Researchers have blamed the rising incidence of whooping cough in recent decades on a myriad of factors, from the weaknesses of acellular vaccines to parents' decisions to delay immunizations. Fully reversing the trend will likely involve multiple factors too, but lawmakers could begin the process with one action--tightening rules on nonmedical exemptions from vaccinations.
Last year's measles outbreaks among Jewish communities in New York and a church in Texas showed how clusters of people who skip vaccinations on religious grounds are vulnerable to disease. A team of U.S. researchers has now quantified how big an impact a state's exemption laws--which range from allowing kids to skip vaccines on philosophical grounds to only accepting medical reasons--have on the incidence of disease. For rare infections like hepatitis B, there is no correlation.
However, states with laxer laws on vaccine exemptions were found to have higher rates of whooping cough. If every state raised its restrictions by one level--for example by banning philosophical exemptions but still allowing religious reasons--cases of whooping cough would fall by more than 1%. In contrast, a 1% increase in uptake of the tetanus, diphtheria, pertussis (Tdap) vaccine that protects against whooping cough is predicted to cause just a 0.04% drop in annual cases.

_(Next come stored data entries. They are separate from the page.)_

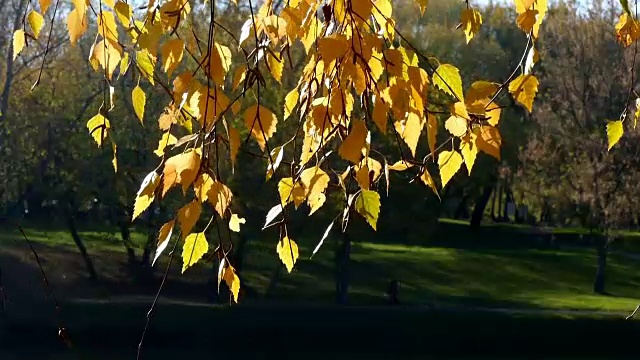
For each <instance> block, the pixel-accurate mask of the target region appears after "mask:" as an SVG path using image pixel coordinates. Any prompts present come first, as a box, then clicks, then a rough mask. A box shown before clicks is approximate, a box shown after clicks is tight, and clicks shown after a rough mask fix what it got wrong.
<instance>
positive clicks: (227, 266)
mask: <svg viewBox="0 0 640 360" xmlns="http://www.w3.org/2000/svg"><path fill="white" fill-rule="evenodd" d="M222 278H223V279H224V282H225V283H226V284H227V286H228V287H229V290H231V294H232V295H233V301H234V302H236V303H237V302H238V295H239V293H240V278H239V277H238V274H236V269H234V268H233V266H231V265H229V266H227V267H226V268H225V269H224V275H223V276H222Z"/></svg>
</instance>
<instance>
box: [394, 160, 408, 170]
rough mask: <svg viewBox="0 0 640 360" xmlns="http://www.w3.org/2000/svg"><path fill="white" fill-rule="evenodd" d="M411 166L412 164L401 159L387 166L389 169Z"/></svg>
mask: <svg viewBox="0 0 640 360" xmlns="http://www.w3.org/2000/svg"><path fill="white" fill-rule="evenodd" d="M412 167H413V164H411V163H408V162H404V161H403V160H398V161H396V162H395V163H394V164H393V165H391V166H389V170H393V171H404V170H407V169H410V168H412Z"/></svg>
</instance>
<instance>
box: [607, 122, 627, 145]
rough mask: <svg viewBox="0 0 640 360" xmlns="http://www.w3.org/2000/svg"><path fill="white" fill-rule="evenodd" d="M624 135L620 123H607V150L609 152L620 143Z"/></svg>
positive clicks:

The effect of maintaining the status quo was seen in California, which suffered 1,699 cases of whooping cough last year, up 63% on 2012, The Sacramento Bee reports. Nationwide, there were 48,000 cases. Counties in which a lot of parents opted out of vaccines were particularly badly affected. More parents in Nevada County refuse vaccines for their kids than in any other part of California. It also suffered the biggest year-on-year increase in whooping cough cases, which rose 1300% to 70.